エヌ氏の成長・円錐

小胞輸送研究をはじめて18年めの分子神経科学者の日々雑感

死生観を問いなおす

宮崎哲弥推薦の広井良典「死生観を問いなおす」を読む。

死生観を問いなおす (ちくま新書)

死生観を問いなおす (ちくま新書)

時間についての考察を導きの糸として、基本的な部分から死生観を考察した本。特に、キリスト教仏教の構造について分析して、永遠についての両者の見方に違いと共通の土台を見いだしている。

仏教についての見方はまずは教科書的で、「世間を輪廻転生の場としてとらえ、そこから解脱して永遠に至る」というものだが、浄土真宗キリスト教に近接した仏教だという点を何箇所かで強調している。そういう風に考えたことはなかった。

「死生観というものの核心にあるのは、実は「時間」というものをどう理解するか、というテーマではないのか」
「私たちがいま生きているこの宇宙、つまり誕生と同時に「時間」そのものもうまれたというこの宇宙は、それ自体はいわば「時間のない世界(無・時間性)」の中にぽっかりと浮かんでいる島のようなものではないか」

「宗教というものの核心にあるものを筆者なりに追ってみると、それは次の二つの本質的な点に行き着くように思われる。これらは、いずれも「時間」ということと深く結びついている。
(a)「永遠」の位置づけ − 「死」の意味への問い
(b)存在の負価性 − 世界の不条理性や「苦悩の正常性」」

「宗教が、より普遍的な意味をもつものへと転換するのは、こうした「幸福の神義論」を、むしろ根本から逆転させるような論理を宗教が見出したときにおいてである。それがウェーバーのいう「苦難の神義論」に他ならない」

「「苦」に満ち、また(その苦さえも含めて)実のところ仮構に過ぎない現世=現象世界。その連続としての輪廻転生と、そこからの離脱と開放。そこで到達する世界の真相あるいは永遠の生命(宇宙の根源との一体化)。−このような構図が、仏教の基本的なモチーフとなっている」
禅宗はどうなのだろう。
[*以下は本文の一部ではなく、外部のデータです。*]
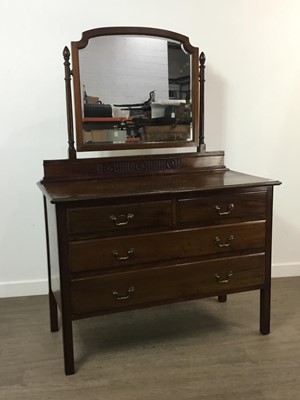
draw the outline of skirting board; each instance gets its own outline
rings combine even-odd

井筒俊彦の本で飲み込めた禅の構造は少しこれとは距離があるような気がする。

「人が何らかの意味でこの世界に対して深い疑問や「負」の意識をもったとき、それは典型的にはふたつの形態をとる。それは、時間観ということに即してみれば、「直線的な時間」(キリスト教の場合)及び円環的な時間」(仏教の場合)ということをそれぞれ出発点としながら、そうした時間から何らかのかたちで越え出て行くことが目指される、ということである。
しかも、その場合の「時間を越え出て行くこと」とはすなわち「超・時間性」ということであり、これは「永遠」ということと重なってくる。つまり、この世界ー私たちが「時間」の中を生きている世界ーの不定性から出発して、それを何らかのかたちで超え出て行き、「永遠」へと至る、というこおtが、これら宗教の共通したモチーフとなっている。これは、他でもなく、先に宗教の二つの特質の第一として指摘した「永遠への志向」ということそのもである。「存在の負価性」と「永遠への志向」という二つのことは、このように直接に連動している」

キリスト教仏教の根底にある相違とは何か。それは、両者とも、「存在の負価性」というところから出発しながら、
キリスト教 − 現象世界を「超越」の方向につきぬける(超越的な支店からの世界の把握)
仏教 − 現象世界を「内在」の方向につきぬける(宇宙的生命との一体化)
という、異なったベクトルに向かうものである、ということができると思われる」
仏教が志向するのは、いわば”時間が生まれる以前の世界”であり、キリスト教が志向しているのは、”時間を前提としつつ、それを超え出た世界”である、という対比ができると思われる」

「「死後の世界がある」という発想も、逆に「死とは端的な無である」という考えも実は同じ土俵を共有しているのだ。同じ土俵とは、「時間とは直線的なものであり、そうした時間は宇宙や世界をはなれて独立に存在する」という、時間についての理解である。そのような直線的な時間の観念を前提にしたうえで、一方は「死後の世界」が「ある」といい、他方の側は「ない」といっているにすぎない。
しかし私たちは本書の中でこうした時間についての観念が支持しがたいものであることをみてきた。しかも、いま問題にしている「永遠」とは、あるいは「死」とは、そうした「時間」そのものが損z内市内世界のことなのである。だから私たちがとるべき立場は、「死後の世界がある」という考えでも、その反対の「死とは端的な無である」という考えでもないことになる」
そうした議論から、筆者は以下の結論に至る。

「死とは(ないし永遠とは)、有でもなく無でもない何ものかである」

死生観をたどりやすい議論で深めているという点ではいい本だが、(新書という性格もあるのだろうが)punch lineはなかった。評価は星4つ。